# Wade Steffey



## hardheadjarhead (Jul 24, 2007)

This is late in being posted, but I was away from M.T. for some time.  Forgive me for posting it now.

On January 18th, Purdue freshman Wade Steffey turned up missing.  A search was initiated, and he was nowhere to be found.  Some here may be familiar with the story, as it made the national news.

Wade was one of my black belts.  He started training with me at age eight.  His mother started training at my school as well, and she earned her black belt as well...and eventually taught classes for me.

A number of my school's black belts...friends of Wade's and his mother...helped in the searches for him.

Nine weeks after his disappearance Wade's body was found in an unlocked utility room that Purdue staff hadn't adequately searched.  He'd wandered in there on the night of his disappearance looking to gain access to a dorm to which he had no key.  The area contained dangerously high voltage electrical equipment--but was not marked so.  Apparently while looking for a light switch Wade touched a live wire and was killed instantly.

We buried him seventy years too early, and nine weeks too late.
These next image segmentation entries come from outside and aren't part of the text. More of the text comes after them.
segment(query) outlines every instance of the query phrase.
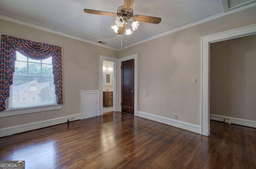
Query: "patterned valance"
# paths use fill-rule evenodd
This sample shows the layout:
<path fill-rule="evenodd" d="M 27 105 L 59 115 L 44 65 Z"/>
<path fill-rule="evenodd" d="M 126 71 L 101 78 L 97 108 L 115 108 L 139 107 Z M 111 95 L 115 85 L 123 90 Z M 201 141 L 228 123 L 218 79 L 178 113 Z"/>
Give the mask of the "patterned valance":
<path fill-rule="evenodd" d="M 16 51 L 32 59 L 40 60 L 52 57 L 52 73 L 57 103 L 62 104 L 61 47 L 1 34 L 0 111 L 6 109 L 6 99 L 10 96 L 10 87 L 12 84 L 15 71 Z"/>

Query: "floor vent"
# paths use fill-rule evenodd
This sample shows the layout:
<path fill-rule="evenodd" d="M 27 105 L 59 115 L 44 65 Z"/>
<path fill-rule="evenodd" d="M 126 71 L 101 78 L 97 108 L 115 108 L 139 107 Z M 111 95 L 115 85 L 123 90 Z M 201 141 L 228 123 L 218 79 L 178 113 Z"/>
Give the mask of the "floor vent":
<path fill-rule="evenodd" d="M 102 45 L 104 45 L 104 44 L 106 44 L 106 42 L 101 42 L 101 41 L 98 41 L 98 42 L 98 42 L 98 43 L 100 43 L 100 44 L 102 44 Z"/>

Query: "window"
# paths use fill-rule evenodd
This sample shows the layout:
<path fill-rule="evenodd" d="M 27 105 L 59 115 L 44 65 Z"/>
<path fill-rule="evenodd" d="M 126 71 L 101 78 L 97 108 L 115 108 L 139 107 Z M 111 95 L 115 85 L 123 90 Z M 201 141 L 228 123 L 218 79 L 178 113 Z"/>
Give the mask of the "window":
<path fill-rule="evenodd" d="M 0 36 L 0 117 L 61 109 L 61 46 Z"/>
<path fill-rule="evenodd" d="M 36 96 L 32 96 L 31 97 L 31 101 L 36 101 Z"/>
<path fill-rule="evenodd" d="M 55 90 L 52 57 L 33 60 L 16 51 L 15 72 L 10 87 L 10 98 L 14 99 L 9 100 L 10 109 L 56 104 Z"/>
His parents honored me by allowing me to be a pall bearer at his funeral.

Requiscat in Pace.


Regards,


Steve


----------



## Carol (Jul 24, 2007)

:asian:


----------



## Sukerkin (Jul 24, 2007)

It is a great sadness when such accidents occur.  Young or old, when someones life is curtailed, the sense of loss is palpable :rei:.


----------



## terryl965 (Jul 24, 2007)

:asian:


----------



## stickarts (Jul 24, 2007)

.


----------



## arnisador (Jul 24, 2007)

.


----------



## Kacey (Jul 24, 2007)

My condolences to all involved.  :asian:


----------



## shesulsa (Jul 25, 2007)

.


----------



## Brian King (Jul 25, 2007)

tears and prayers
RIP

Brian King


----------



## IcemanSK (Jul 25, 2007)

My deepest condolences.:asian:


----------



## Drac (Jul 25, 2007)

:asian:


----------



## Tez3 (Jul 25, 2007)

:asian:


----------